Wow, what a coincidence, I literally just installed this yesterday because I wanted to write my own command-line S3 uploader...yes I know there's an official CLI [1] but I wanted some customized behavior and options (such as simultaneously backing up to s3 and glacier) and thought it'd be a good chance to better understand AWS in general. I don't know what the previous boto was like but boto3 has been pretty pain-free. Many of the error messages I've run into have been very actively discussed/patched/hacked-around in the repo issues.
> such as simultaneously backing up to s3 and glacier
I you want that for every object in the bucket (or specific files with a prefix), you are be able achieve that by adding a lifecycle rule:
1 Select the bucket
2 Add a new lifecycle rule
3 Action = Archive only
4 Archive to the Glacier Storage Class 0 after the object's creation date. (Enter '0' for same-day archival)
5 Save rule
Sorry to go off topic, but why would you want to simultaneously backup to S3 and Glacier? Unless you're using S3 with Reduced Redundancy then you're not going to lose any files, so Glacier seems pointless.
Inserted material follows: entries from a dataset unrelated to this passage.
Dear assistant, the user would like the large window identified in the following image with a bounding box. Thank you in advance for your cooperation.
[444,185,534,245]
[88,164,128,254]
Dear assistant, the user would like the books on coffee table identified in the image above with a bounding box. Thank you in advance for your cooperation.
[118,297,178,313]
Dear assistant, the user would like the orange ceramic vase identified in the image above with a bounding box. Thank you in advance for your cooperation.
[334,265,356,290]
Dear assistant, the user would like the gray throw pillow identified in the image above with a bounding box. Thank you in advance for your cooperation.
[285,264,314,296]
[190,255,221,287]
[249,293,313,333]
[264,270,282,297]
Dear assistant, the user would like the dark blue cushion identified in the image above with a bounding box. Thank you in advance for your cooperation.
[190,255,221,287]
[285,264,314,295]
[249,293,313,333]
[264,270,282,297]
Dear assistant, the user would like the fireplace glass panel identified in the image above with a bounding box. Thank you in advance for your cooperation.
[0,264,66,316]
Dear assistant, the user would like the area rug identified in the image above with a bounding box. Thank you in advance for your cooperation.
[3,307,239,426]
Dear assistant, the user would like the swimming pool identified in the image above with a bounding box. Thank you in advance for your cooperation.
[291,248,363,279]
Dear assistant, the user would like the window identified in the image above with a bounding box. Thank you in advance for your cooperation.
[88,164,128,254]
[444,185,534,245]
Also, working with S3 is way easier than working with Glacier, so if you're using S3 already I would just stick with that.
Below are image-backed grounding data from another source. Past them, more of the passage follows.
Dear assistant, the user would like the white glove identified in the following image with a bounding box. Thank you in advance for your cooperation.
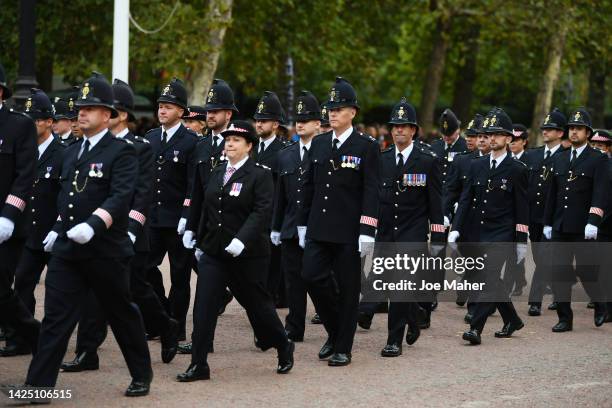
[42,231,58,252]
[177,218,187,235]
[443,216,450,229]
[448,230,460,243]
[431,244,444,256]
[270,231,281,246]
[358,234,375,257]
[0,217,15,244]
[195,248,203,261]
[67,223,95,244]
[182,230,196,249]
[543,225,552,240]
[516,243,527,264]
[225,238,245,257]
[128,232,136,244]
[585,224,598,240]
[297,226,307,249]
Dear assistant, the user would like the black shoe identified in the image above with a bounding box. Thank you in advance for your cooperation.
[61,351,99,372]
[418,313,431,330]
[381,343,402,357]
[431,300,438,311]
[318,339,334,360]
[176,363,210,382]
[405,325,421,345]
[285,330,304,343]
[494,320,524,338]
[310,313,322,324]
[462,329,481,345]
[594,311,607,327]
[587,302,595,309]
[125,380,150,397]
[218,290,233,316]
[456,298,467,307]
[160,318,179,363]
[277,341,295,374]
[552,321,572,332]
[0,343,32,357]
[357,312,373,330]
[464,312,473,324]
[328,352,351,366]
[177,342,192,354]
[547,302,558,310]
[528,305,541,316]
Redundancy is not the same as backup. You may not lose files due to machine failure, but a code error, some data scientist deleting the wrong folder, etc, could easily delete the files. Having a backup that isn't automatically tied to the s3 bucket can help prevent catastrophe in these cases.
That's solved by using Object Versioning in S3. That makes it easy to recover from accidental deletion. You can still permanently remove an object by deleting it's versions, but that's a separate operation and not one you'd likely do by accident. Proper permissioning can stop it even being possible.
Beyond that you're probably thinking about black-swan scenarios like AWS going out of business or a hacker breaching your system and deleting everything [1]. In that case you need to be completely separated from AWS (and careful about maintaining the separation) so also using Glacier won't help anyway.
> Proper permissioning can stop it even being possible.
100% this. A little OT, but my standard Postgres backup procedure is streaming via WAL-E to S3. The user WAL-E runs as cannot delete versions. Any attempt to overwrite base backups or WAL parts versions them. I have the versions expire after a couple of months (to reduce storage costs). I do the same for selected logs in /var/log/ via duply.
Yeah that's true. I think I meant more toward understanding the granularity of operations common to AWS, with the assumption that the logistics of moving data onto S3 to Glacier would be the same. Since you can control expire-times on S3 files, there might be situations in which you want files on S3 for a short period, maybe 30 days, because you want a window for quick access just in case you were prematurely archiving, while making sure they're also on Glacier...I frequently find myself hoarding files, keeping them on S3 (or worse, USB keys) for longer than I had intended...
I find it really hard to be excited about anything Boto-related when whoever's in charge of the main Boto project has allowed it to become an unmaintained disaster. Would much rather see them support their existing project. https://github.com/boto/boto/pulls
I am not intimately familiar with the project but the boto3 rewrite has been in the doing for a long time, all while boto2 was still getting new services and features added to it. Just the single lib is a huge project in itself, it must have been a long grind doing both at the same time.
This is correct. Boto3 (and its child dependency botocore) have been in the process for quite some time now. I'm not on the team that works on botocore, but I do interface with them (I work on the EB CLI which uses botocore).
I can see how that is confusing. I was only confirming that boto3 has been in the making for a while. Boto3 is a replacement to Boto, so you will probably start to notice support for Boto slow down. Boto3 will be maintained and supported.
boto currently has 3 APIs, depending on the module's version. Having both Table.query and Table.query_2 is confusing for newcomers, especially with the poor documentation available.
Rant over, this release looks cool, love the .all() chaining.
Breaking backwards compatibility is dangerous in any major project. Hopefully the community will migrate reasonably fast and this don't turn up the same as Python 3.
This is even more ridiculous than the increasingly desperate FUD we hear about py3. If you want to keep using boto, you can. If you want to use boto3 on py2, you can. If you want to use boto3 on py3, you can. As noted in TFA, if you want to use the old boto on py3, you can, and some of us have since last year.
I've been using boto's S3 client in Python 3 for quite some time, and have had no issues. Python 3 isn't PERL 6, it takes time to supplant something as ubiquitous as Python 2; look how many banks are still running COBOL...
It includes more functionality as well. I've been using the Import/Export API [1] for example. From what I've seen it's a major improvement over boto2.
[1] http://aws.amazon.com/cli/